PHP asks for "Connection: Close" behaviour because we know we haven't implemented Connection: Keep-Alive
 
6:06 PM
PHP initiates the connection closure.
 
the server ignores that request header, and leaves the connection open
as you demonstrated, if you set "Connection: Keep-Alive", the connection hangs to any server
 
I don't believe so. The server responds correctly to PHP initiating the connection closure.
 
give me 5 minutes, and I'll test a build with that "C" in upper-case
not because I think that's the solution, but because it will prove the problem
 
1 min ago, by Danack
PHP initiates the connection closure.
2 hours ago, by Danack
everthing seems fine according to - https://gitlab.com/wireshark/wireshark/-/wikis/TCP-4-times-close
 
@IMSoP Is PHP not closing the connection after sending the response?
 
6:08 PM
the title of that page should probably be "what is the process when the client initiates the connecito closure."
@Trowski PHP closes the connection.....then attempts to read from it apparently. i.e. finack sent by PHP, server acks and then php.....sits there.
 
as far as I can make out, PHP's network behaviour is sufficient for any server that implements "Connection: Close" correctly, which is presumably equivalent to HTTP/1.0 behaviour
what PHP's implementation does not handle is "Connection: Keep-Alive" behaviour, which is the default in HTTP/1.1
 
Oh, so PHP is sending Connection: close, but the server still replies with Connection: Keep-Alive?
 
yes
it doesn't expressly give that header, but it doesn't respond with "connection: close" either, and keep-alive is the default
 
Right, then you're forced to just close the connection yourself.

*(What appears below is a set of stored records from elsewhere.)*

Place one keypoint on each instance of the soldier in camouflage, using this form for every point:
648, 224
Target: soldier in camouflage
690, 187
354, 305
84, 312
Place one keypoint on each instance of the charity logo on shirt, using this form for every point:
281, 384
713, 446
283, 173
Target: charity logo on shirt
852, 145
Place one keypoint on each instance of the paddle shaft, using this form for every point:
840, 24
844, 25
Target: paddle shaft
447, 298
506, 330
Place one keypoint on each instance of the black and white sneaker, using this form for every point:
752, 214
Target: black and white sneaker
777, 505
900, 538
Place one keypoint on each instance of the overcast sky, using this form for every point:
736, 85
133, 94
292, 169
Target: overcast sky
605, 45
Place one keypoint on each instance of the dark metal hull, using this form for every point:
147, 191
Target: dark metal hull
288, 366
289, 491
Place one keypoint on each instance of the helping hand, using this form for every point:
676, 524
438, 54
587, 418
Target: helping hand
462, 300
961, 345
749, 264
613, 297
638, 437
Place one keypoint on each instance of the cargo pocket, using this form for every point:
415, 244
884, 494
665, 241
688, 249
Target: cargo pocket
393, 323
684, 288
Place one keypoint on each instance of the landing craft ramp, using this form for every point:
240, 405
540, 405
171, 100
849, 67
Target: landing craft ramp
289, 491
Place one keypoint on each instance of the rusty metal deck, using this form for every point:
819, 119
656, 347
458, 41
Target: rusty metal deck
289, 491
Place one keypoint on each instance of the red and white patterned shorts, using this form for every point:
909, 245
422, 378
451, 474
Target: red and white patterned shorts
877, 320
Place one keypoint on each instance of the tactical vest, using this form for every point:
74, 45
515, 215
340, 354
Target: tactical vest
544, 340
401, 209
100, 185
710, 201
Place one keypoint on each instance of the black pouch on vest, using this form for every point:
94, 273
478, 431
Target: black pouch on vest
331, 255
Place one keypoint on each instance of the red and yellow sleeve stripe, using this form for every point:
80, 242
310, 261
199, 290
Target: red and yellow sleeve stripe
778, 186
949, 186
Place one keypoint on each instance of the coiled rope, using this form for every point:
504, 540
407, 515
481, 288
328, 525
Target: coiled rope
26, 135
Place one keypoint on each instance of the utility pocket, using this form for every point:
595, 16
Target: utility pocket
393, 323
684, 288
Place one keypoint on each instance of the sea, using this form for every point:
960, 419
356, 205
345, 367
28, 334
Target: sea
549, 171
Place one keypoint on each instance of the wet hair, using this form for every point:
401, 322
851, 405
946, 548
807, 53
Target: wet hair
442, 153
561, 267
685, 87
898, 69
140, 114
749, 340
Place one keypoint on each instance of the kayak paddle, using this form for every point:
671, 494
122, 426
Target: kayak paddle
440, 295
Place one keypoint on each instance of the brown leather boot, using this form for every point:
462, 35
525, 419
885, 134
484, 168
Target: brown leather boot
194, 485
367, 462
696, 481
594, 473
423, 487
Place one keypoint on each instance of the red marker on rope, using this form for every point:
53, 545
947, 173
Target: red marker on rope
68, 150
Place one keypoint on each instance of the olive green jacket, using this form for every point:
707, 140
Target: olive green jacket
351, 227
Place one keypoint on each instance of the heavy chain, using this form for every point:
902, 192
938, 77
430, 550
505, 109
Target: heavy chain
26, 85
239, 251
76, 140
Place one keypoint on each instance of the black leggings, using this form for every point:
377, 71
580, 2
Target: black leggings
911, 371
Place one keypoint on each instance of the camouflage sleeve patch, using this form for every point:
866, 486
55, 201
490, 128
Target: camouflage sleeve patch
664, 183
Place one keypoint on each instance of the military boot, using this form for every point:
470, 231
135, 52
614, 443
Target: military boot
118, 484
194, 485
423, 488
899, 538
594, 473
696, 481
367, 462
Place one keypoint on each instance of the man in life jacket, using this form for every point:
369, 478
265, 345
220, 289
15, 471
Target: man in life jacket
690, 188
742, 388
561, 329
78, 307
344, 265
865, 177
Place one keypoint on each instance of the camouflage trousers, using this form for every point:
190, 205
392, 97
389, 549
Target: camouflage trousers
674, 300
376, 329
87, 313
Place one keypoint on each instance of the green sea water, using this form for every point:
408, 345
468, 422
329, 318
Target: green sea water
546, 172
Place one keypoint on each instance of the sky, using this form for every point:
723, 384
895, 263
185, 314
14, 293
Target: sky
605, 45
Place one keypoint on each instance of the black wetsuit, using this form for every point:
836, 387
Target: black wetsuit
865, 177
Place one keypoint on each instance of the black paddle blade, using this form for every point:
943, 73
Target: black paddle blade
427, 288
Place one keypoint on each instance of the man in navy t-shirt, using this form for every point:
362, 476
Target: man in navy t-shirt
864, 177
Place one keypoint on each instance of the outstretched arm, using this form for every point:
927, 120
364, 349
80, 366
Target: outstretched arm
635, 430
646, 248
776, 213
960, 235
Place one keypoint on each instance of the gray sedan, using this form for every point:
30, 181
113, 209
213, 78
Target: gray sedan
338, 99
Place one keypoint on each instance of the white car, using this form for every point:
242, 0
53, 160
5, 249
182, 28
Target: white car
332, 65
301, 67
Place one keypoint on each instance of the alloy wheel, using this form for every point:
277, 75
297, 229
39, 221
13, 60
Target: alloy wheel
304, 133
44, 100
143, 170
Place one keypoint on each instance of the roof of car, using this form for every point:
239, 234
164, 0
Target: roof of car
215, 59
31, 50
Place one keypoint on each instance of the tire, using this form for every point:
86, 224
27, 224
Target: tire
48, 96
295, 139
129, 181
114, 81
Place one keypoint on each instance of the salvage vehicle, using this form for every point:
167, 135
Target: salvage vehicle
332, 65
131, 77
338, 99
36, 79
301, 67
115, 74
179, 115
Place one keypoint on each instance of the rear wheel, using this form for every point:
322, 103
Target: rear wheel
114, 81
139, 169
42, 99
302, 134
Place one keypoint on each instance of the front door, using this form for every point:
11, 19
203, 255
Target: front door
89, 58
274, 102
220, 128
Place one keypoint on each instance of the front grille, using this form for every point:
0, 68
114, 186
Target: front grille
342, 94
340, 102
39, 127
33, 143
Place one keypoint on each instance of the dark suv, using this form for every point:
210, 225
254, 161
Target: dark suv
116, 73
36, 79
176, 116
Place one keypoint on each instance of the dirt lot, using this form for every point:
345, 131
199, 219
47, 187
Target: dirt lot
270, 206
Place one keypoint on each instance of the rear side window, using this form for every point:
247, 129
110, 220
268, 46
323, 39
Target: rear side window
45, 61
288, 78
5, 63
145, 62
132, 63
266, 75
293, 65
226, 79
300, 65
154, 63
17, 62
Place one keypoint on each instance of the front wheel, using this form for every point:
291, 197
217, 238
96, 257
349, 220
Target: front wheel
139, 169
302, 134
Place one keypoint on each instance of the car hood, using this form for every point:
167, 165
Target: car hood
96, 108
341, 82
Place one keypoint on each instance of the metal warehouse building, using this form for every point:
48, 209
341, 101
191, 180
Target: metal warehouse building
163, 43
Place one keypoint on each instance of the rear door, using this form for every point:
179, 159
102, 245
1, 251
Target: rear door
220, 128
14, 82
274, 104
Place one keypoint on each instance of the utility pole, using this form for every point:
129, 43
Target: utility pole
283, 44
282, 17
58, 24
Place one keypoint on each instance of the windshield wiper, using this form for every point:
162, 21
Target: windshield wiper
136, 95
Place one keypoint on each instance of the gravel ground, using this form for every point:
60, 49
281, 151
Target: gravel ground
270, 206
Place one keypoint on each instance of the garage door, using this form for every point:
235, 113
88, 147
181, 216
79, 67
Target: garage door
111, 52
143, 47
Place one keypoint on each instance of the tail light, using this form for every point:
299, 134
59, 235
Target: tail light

That's how we handle it in amphp/http-client.
 
yeah, that's definitely the correct fix
it's just good to know that it only matters for talking to broken servers
 
6:15 PM
..............................................................
7 mins ago, by Danack
1 min ago, by Danack
PHP initiates the connection closure.
> phpt initiates the closing of the connection, the server responds appropriately, and then PHP sits there doing nothing.
the connection times out after 2 * 60 seconds.
 
@Danack no, the server is running keep-alive
this is enough to fix it for that server:
 
Is PHP actually closing the socket, or waiting for it to be closed?
 
diff --git a/ext/standard/http_fopen_wrapper.c b/ext/standard/http_fopen_wrapper.c
index da822d9160..7fdfa9448c 100644
--- a/ext/standard/http_fopen_wrapper.c
+++ b/ext/standard/http_fopen_wrapper.c
@@ -574,7 +574,7 @@ finish:
         * HTTP/1.0 to avoid issues when the server respond with a HTTP/1.1
         * keep-alive response, which is the preferred response type. */
        if ((have_header & HTTP_HEADER_CONNECTION) == 0) {
-               smart_str_appends(&req_buf, "Connection: close\r\n");
 
@Trowski I don't know. I don't actually know where to look to check, but PHP is definitely initiating the socket closure.
 
I absolutely agree that PHP should be able to handle the server leaving the connection open
 
6:18 PM
 
fopen still uses HTTP/1.0?
 
but the server is 100% doing the wrong thing here
 
172 is the local php.
@Trowski no. 1.1 is default for http contexts.
 
@Danack Ok, good… was wondering what year it was for a bit.
Nice to know it's at least 1998.
 
@Trowski I changed it in 8.0; that's why this has surfaced now
I need to go make dinner now, but I'll see if I can find where we'd need to force the connection closed if the server leaves it open
I'm happy to know that it's only relevant to a buggy old version of IIS though
 
6:58 PM
Hi, I'm trying to understand Event Sourcing and CQRS and applying it with php. I understand that there has to be an event store where all the truth will persist forever and events will trigger services based on events.
On the read side, I'll have a read model derived from those events, so when an update is made a denormalized form of the db is updated for optimized reading and there will be a separate db on the write side. What is typically stored on the write side? The event store? Or something like an updated consistent state?
 
7:30 PM
What do I do if I can't reproduce an old bug? Put it as waiting for feedback?